Proposta de modernização do marco legal nuclear brasileiro é discutida entre ABDAN e ANSN
Estudo encomendado pela ABDAN e apresentado à ANSN propõe atualização da legislação nuclear para ampliar segurança jurídica, previsibilidade regulatória e preparação do país para novas tecnologias

A proposta de modernização do marco legal nuclear brasileiro apresentada pela Associação Brasileira para o Desenvolvimento de Atividades Nucleares (ABDAN) foi tema de reunião realizada nesta quinta-feira (21), na sede da Autoridade Nacional de Segurança Nuclear (ANSN), no Rio de Janeiro.
O estudo foi apresentado pela advogada especializada em direito nuclear e regulatório Monise Andrade, contratada pela ABDAN para conduzir análises sobre atualização legislativa e regulatória do setor nuclear brasileiro. O encontro contou com a participação do presidente da ABDAN, Celso Cunha.

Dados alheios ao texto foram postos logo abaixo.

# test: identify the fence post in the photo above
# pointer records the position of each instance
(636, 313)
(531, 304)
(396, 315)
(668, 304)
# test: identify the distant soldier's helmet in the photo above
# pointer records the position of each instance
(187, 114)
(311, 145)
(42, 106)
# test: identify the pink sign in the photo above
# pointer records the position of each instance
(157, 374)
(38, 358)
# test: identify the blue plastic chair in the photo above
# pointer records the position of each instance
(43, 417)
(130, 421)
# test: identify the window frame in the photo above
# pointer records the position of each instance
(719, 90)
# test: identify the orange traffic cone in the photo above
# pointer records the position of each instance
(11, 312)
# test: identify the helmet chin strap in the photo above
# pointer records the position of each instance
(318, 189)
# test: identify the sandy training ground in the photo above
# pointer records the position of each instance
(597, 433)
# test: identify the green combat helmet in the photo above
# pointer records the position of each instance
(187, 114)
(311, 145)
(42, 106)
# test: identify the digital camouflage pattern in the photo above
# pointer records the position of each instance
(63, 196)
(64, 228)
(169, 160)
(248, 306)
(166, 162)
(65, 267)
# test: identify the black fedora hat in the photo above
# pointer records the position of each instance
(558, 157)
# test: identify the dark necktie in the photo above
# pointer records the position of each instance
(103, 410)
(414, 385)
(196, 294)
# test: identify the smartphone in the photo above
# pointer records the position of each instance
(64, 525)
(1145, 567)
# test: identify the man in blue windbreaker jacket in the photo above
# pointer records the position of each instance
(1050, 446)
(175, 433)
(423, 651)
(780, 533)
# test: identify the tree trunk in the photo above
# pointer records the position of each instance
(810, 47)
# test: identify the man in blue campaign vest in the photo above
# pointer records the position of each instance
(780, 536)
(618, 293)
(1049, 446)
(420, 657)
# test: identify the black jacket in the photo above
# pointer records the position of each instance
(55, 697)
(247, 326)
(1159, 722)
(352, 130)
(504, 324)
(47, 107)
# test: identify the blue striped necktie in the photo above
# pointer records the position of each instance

Pela ANSN, participaram da reunião o chefe de Gabinete, Ricardo Gutterres, o procurador-chefe, Romulo Lima, e a coordenadora-geral de Relações Institucionais, Ana Paula Artaxo.
A proposta em discussão busca revisar aspectos do atual marco legislativo aplicável às atividades nucleares no Brasil, especialmente na área de geração de energia, diante do avanço de novas tecnologias nucleares e da crescente demanda internacional por fontes de energia de baixa emissão de carbono.

Segundo a apresentação, a atual moldura da legislação federal brasileira é considerada fragmentada, com lacunas regulatórias e insegurança jurídica que dificultam investimentos e o desenvolvimento de projetos no setor.
O estudo, ainda em curso, terá por fim a propositura de alteração de leis existentes e criação de novos atos legislativos voltados para a ampliação da previsibilidade regulatória sobre novas tecnologias nucleares, definição mais clara de responsabilidades institucionais e alinhamento das normas nacionais aos referenciais internacionais de segurança da Agência Internacional de Energia Atômica.
Entre os pontos abordados estiveram questões relacionadas ao licenciamento nuclear, judicialização decorrente de lacunas normativas, financiamento de projetos e incorporação de novas tecnologias, como os Small Modular Reactors (SMRs — Reatores Modulares Pequenos).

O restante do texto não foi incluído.